I was born in Oxford, although when I was very young we moved to the northeast of England and remained there for about seventeen years.
When I say we, I mean me obviously and my dad, Tim, and my mum, Linda.
The phrase a chip off the old block usually refers to a son taking after his father, and although thats true in my case, I also take after my mother in many respects, as she too is a feisty so-and-so and doesnt take any shit from anyone.
Lets start with my old man, though.
Theres quite a nice hotel in Oxford called the Malmaison, and a few years ago, not long after it opened, my future wife Sophie and I decided to take my mum and dad there for a bite to eat.
Not long after arriving, my mum piped up and said, Do you remember visiting your dad in here?
How do you mean, Mum, I replied. Its only been open a few weeks.
No, no, no, she said. When it was a prison!
Eh!? A prison. Youre joking, arent you?
I then remember looking at Sophie. We hadnt been going out that long, and although she was aware that Id had a pretty colourful past, I dont think it stretched to my old man being an old lag.
It turned out that when I was a little boy my mum had taken me to visit Dad when he was a few days into a fourteen-stretch for taking the odd car or two for a joy ride. Fortunately for all concerned, it was fourteen days as opposed to years, so it was over and done with in a flash. Id love to have known what was going through Sophies head when Mum mentioned it in what was now a very lovely luxury hotel.
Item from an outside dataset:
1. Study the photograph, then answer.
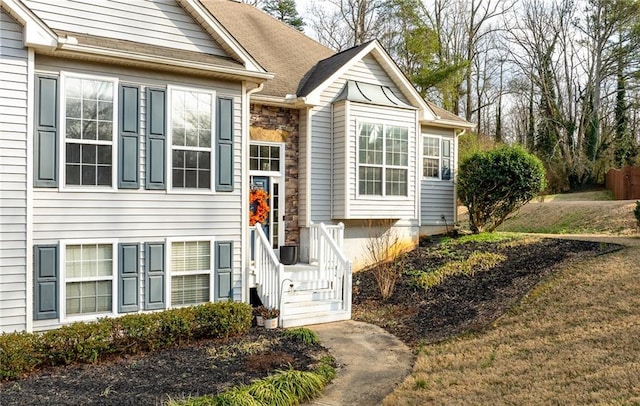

The word Help most probably!
When I turned up, my old man was eighteen and my mum was just seventeen and a half, so they were obviously in a hurry to get little things like childbirth and going to prison out of the way. Who can blame them?
Incidentally, when it comes to being in clink, Ive actually got one up on my old man as Ive been there twice, although not in this country. Anyway, thats for a bit later.
When he was young, Dad was Oxfords chief mod, which probably accounts for some of the bad behaviour, although not all of it. He had a Willys jeep, a minder and at least one police car following him at all times! One night in those early days he came home in an Aston Martin DB5. I was only about three or four years old at the time but I remember thinking, Where the bloody hell did that come from? I never asked him. Its best not to.
Apart from being a cross between the Modfather and Norman Stanley Fletcher, and a pretty special guy, it has to be said, the most interesting and relevant fact I can tell you about my old man is that he holds the world record for being the first person ever to write off an Austin Allegro (also known as an Austin All-aggro).
After a quick butchers on the internet, it seems that the Allegro, which was a bloody appalling car, was launched in October 1975, so thats when it would have happened. We were up in the northeast by this time, and my old man was working in the car trade. The day it was launched he decided to take one home for a laugh and ended up writing it off at the end of the road. How the hell do you write off an Allegro for Gods sake, unless you mean to? They only do about 40 mph!
So tickled was my old man at the prospect of being the first man to write off one of the worst road cars of the twentieth century that he actually did some research to try and find out if any others had gone on launch day and as far as he could make out, they hadnt. Well done, Dad! I think the world owes you a favour for that one, ridding us of at least one of those godforsaken vehicles.